Template picker not running after update v2.1.0

Dear community,

I just updated cryosparc yesterday to the latest version and suddenly can not use the template picker any more.
Is any one else suffering from that problem?
Since refinement is still working it seems not to be a general/system problem.

Traceback (most recent call last):
File “cryosparc2_worker/cryosparc2_compute/run.py”, line 78, in cryosparc2_compute.run.main
File “cryosparc2_worker/cryosparc2_compute/jobs/template_picker_gpu/run.py”, line 111, in cryosparc2_compute.jobs.template_picker_gpu.run.run
File “cryosparc2_worker/cryosparc2_compute/jobs/template_picker_gpu/run.py”, line 208, in cryosparc2_compute.jobs.template_picker_gpu.run.run
File “/data/tarek/cryosparc2/cryosparc2_worker/deps/anaconda/lib/python2.7/site-packages/skcuda/fft.py”, line 115, in init
onembed, ostride, odist, self.fft_type, self.batch)
File “/data/tarek/cryosparc2/cryosparc2_worker/deps/anaconda/lib/python2.7/site-packages/skcuda/cufft.py”, line 222, in cufftPlanMany
cufftCheckStatus(status)
File “/data/tarek/cryosparc2/cryosparc2_worker/deps/anaconda/lib/python2.7/site-packages/skcuda/cufft.py”, line 110, in cufftCheckStatus
raise cufftExceptions[status]
cufftAllocFailed

Best,
t.

Hi Tarek,

Thanks for reporting this, we’re looking into it and will keep you updated.

Regards,
Suhail

Hi Tarek,

I was unable to reproduce this issue in our instance of v2.1.0. The template picker job has not been changed for some time - what version were you running before updating?

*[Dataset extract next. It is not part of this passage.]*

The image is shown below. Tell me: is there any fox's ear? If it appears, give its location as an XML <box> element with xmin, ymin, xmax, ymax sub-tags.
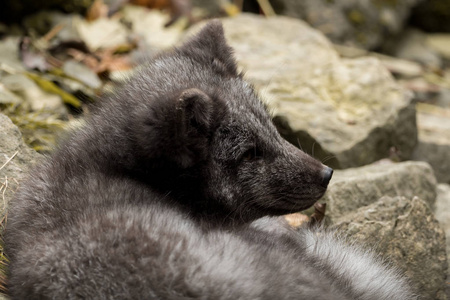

Did you manage to run the template picker job on the exact same dataset without errors before the update?

The issue may be dataset-specific, which you can confirm by trying to run the Template Picker job on the T20S Tutorial Dataset. What was the particle diameter that you were using on the failed job?

The error is caused by the GPU memory allocation, and running the watch nvidia-smi -n 1 command on the machine the job is running on while it is running will let you monitor the GPU memory usage. The template picker job should tune the batch size to fit in the available memory, but if you see the memory usage spike to 100% right before the crash, it may point to an issue with this tuning process. Occasionally, simply re-running the job will work.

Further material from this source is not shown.